REPUBLIKA.CO.ID, PEKANBARU -- Keluarga korban pembunuhan di Pekanbaru, Riau, kecewa dengan keputusan Presiden Joko Widodo yang mengabulkan grasi terpidana Dwi Trisna Firmansyah (27 tahun). Awalnya, pelaku yang divonis hukuman mati kini menjadi hukuman pidana seumur hidup.
Adik korban, Muzniza (43 tahun) bersama dengan Istri korban Sulastri Yahya (60) dan anaknya Rian Rahmat Hidayat (21) mengatakan, bahwa tidak seharusnya Dwi mendapat grasi dari Presiden dengan alasan-alasan yang disampaikannya melalui kuasa hukum.

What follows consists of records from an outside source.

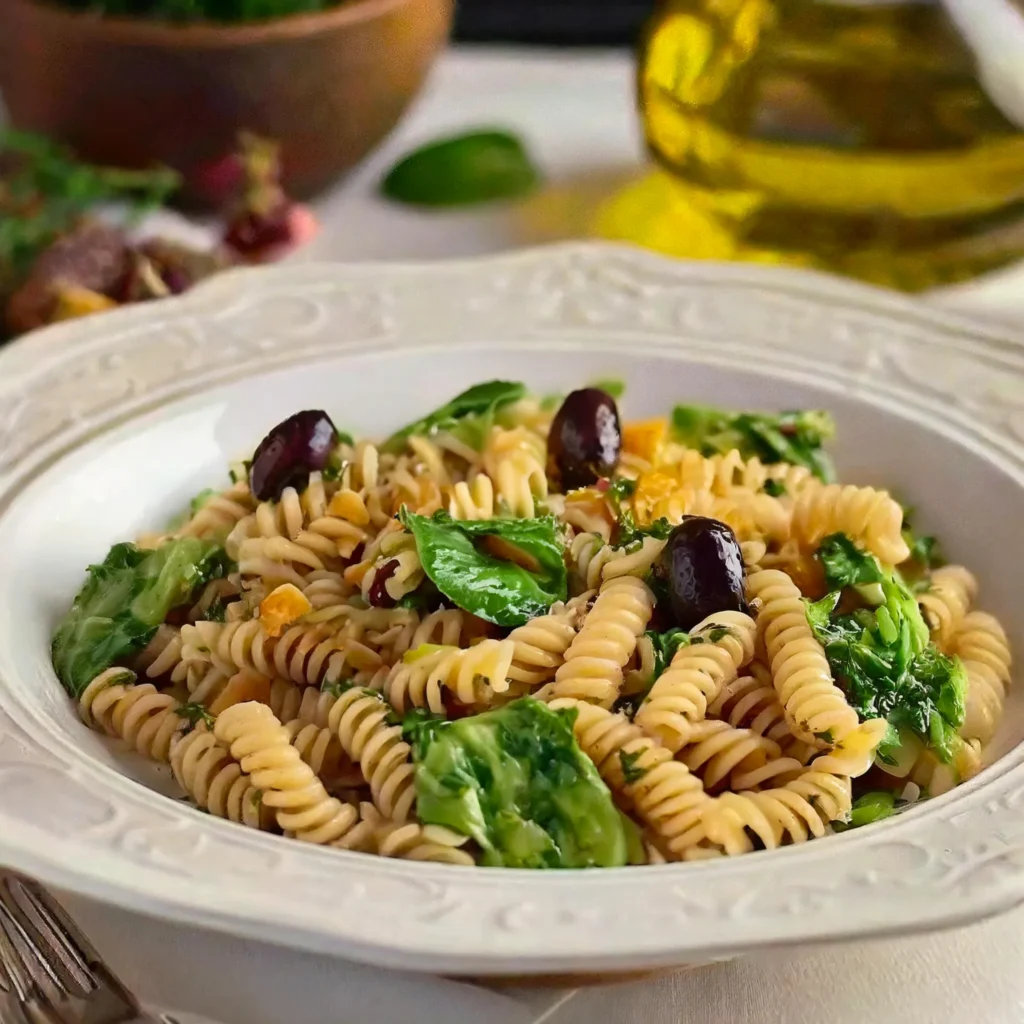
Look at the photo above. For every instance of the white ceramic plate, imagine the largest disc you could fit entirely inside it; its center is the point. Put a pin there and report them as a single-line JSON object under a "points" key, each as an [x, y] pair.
{"points": [[111, 424]]}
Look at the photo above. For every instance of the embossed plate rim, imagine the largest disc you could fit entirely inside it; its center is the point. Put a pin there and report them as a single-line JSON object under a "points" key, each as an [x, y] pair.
{"points": [[433, 918]]}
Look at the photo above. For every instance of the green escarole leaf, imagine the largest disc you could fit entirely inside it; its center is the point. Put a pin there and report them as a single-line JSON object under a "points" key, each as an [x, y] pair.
{"points": [[479, 400], [492, 588], [871, 807], [666, 645], [882, 656], [123, 601], [515, 781], [795, 436], [477, 167]]}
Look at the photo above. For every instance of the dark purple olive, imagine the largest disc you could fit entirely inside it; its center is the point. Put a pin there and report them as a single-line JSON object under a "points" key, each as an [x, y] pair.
{"points": [[291, 452], [379, 596], [585, 439], [702, 567]]}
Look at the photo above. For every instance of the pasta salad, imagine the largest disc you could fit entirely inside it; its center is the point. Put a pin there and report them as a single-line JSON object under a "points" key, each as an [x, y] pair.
{"points": [[525, 633]]}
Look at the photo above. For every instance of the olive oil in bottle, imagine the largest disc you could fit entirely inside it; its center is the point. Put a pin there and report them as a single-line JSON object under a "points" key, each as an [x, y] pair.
{"points": [[850, 135]]}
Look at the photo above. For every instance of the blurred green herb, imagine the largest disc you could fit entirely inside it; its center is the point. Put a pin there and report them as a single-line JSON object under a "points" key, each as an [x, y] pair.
{"points": [[201, 10], [44, 192], [477, 167]]}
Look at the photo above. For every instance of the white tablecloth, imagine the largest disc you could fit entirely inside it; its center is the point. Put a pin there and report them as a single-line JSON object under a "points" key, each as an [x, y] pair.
{"points": [[577, 115]]}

"Sejumlah alasan yang disampaikan oleh kuasa hukum terpidana sangat tidak benar. Seperti terpidana baru melakukan pembunuhan satu kali, kemudian terpidana telah meminta maaf kepada keluarga atau terpidana tidak saling mengenal dengan pelaku lainnya," kata adik korban, Muzniza.
Sebelumnya pada Jumat (13/3), kuasa hukum terpidana mati Dwi, Asep Rukhiyat menyampaikan bahwa Presiden Jokowi mengabulkan permohonan grasi Dwi menjadi hukuman seumur hidup.
Dalam keterangannya, Asep mengatakan pertimbangan pengabulan grasi tersebut adalah karena terpidana dijebak oleh kedua terpidana lainnya, Chandra Purnama dan Andi Paula. Kemudian terpidana juga telah meminta maaf kepada keluarga korban.
Menanggapi hal itu, Muzniza mengatakan pihak keluarga tidak pernah menerima permohonan maaf dari terpidana. Kemudian, Muzniza juga meyakini bahwa terpidana Dwi dengan terpidana Chandra dan Andi saling kenal. Hal itu dikuatkan dengan adanya rekaman telepon genggam milik Chandra yang ditemukan oleh keluarga korban saat banding ke Pengadilan Tinggi dan Mahkamah Agung.
Pihak keluarga meminta kepada Presiden agar meninjau kembali grasi yang telah diberikan, karena dirinya khawatir ketika Dwi mendapatkan grasi, maka dua terpidana lainnya juga akan mendapatkan grasi yang sama.